My own world is a strange one. I admit. Some people like it or see it as interesting but very few of them fit in. I’m not forcing anyone to come in but very often I’m forcing myself to come out and to accept all the differences in the worlds around me.
The trouble with this approach might be that you are not aware that those encounters can damage you as well. Both body and mind are amazing in adjusting themselves to survive. But to survive a certain situation that is not going to last for too long. I will repeat as many times as necessary in years to come – everything is about timing! Judging well when it’s the best timing to leave – someone or something – is one of the most important skills everyone should develop.
When you enter a party or a new fitness program – pretty quickly you figure out if that’s the place for you. I have forced myself to stay on many parties that I didn’t like from the very beginning (especially weddings), just to present socially acceptable behavior. Today I think that’s totally wrong. The only rules I have kept are the ones about not leaving the movie or theater play before the end – even if it’s a total crap. That’s because of the respect I have for my colleagues, artists, who invested their best efforts to make something for the audience. And that’s a maximum of 2 hours. OK, in case of Lars von Trier it might be even 4 painful hours, but I can survive even that. But that’s my little thing. Nothing that I advise to others.
When you enter new working environment you immediately get a feeling of how your world will react when it collides with the new world. Is it a smooth encounter with pleasant vibes or dangerous collision?

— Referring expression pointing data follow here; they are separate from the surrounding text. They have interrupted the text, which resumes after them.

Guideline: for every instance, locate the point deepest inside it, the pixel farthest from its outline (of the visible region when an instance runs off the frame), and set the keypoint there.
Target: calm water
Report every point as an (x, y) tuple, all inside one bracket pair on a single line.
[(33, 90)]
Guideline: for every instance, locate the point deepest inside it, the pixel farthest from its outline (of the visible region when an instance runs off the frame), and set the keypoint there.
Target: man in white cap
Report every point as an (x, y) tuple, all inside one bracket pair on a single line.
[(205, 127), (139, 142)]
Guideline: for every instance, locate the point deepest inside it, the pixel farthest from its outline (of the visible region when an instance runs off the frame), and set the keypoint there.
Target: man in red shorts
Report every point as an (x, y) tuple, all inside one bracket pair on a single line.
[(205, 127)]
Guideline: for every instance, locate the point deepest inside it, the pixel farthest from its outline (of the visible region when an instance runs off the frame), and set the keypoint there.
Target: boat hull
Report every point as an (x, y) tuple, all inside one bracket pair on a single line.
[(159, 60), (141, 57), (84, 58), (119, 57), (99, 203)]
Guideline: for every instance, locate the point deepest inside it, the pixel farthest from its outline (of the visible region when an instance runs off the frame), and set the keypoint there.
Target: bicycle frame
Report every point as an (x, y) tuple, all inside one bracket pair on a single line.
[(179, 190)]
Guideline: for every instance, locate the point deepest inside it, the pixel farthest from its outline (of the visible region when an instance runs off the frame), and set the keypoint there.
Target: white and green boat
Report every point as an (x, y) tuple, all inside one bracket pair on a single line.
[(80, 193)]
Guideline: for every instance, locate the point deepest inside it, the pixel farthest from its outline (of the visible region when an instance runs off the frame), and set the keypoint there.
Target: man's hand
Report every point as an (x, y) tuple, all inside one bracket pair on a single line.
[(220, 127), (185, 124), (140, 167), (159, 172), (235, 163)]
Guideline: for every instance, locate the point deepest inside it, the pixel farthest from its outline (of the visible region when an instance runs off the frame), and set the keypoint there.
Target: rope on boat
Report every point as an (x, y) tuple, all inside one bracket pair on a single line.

I have entered many different worlds during my career. And during that time I have learned to read small signals and to figure out pretty fast if it’s going to be a glide or collide. And if it’s going to collide than you have two options: try to be stronger and to change the world you are entering and adjust it according to your needs or to try to adjust yourself. A couple of times, I was very good in adjusting myself. Sometimes even so good that I started being delusional and forgetting which world I’m coming from.
I know that this is going to sound quite snobbish, but I don’t care. People with less education and less exposure to a variety of life experiences have, of course, less troubles to fit in to the worlds they enter. I have seen that many times.
I was sometimes quite proud about what I do. I was even more proud about people that I worked with. But I was also ashamed so many times of people I worked with. Simply put, their world was millions of miles away from mine, so far away, in fact, that I could only stand there with the question on my lips: What the hell am I doing here? Because, if you ask ‘what the hell is he/she doing here’, you become, , in the eyes of the environment, intolerant and short-sighted. I always loved those guys who didn’t care about that at all. I was never one of them.
So, when worlds collide some damage must happen. Even if you survive the collision, the scars will remain.
Cheers to scars! Maybe you can learn how to love your scars. Or at least how to respect them. I’m still learning.
To help you with that, my movie recommendation for this time is Crash (1996) by David Cronenberg. Warning: NC-17. Warning2: Not for those with cardiac issues.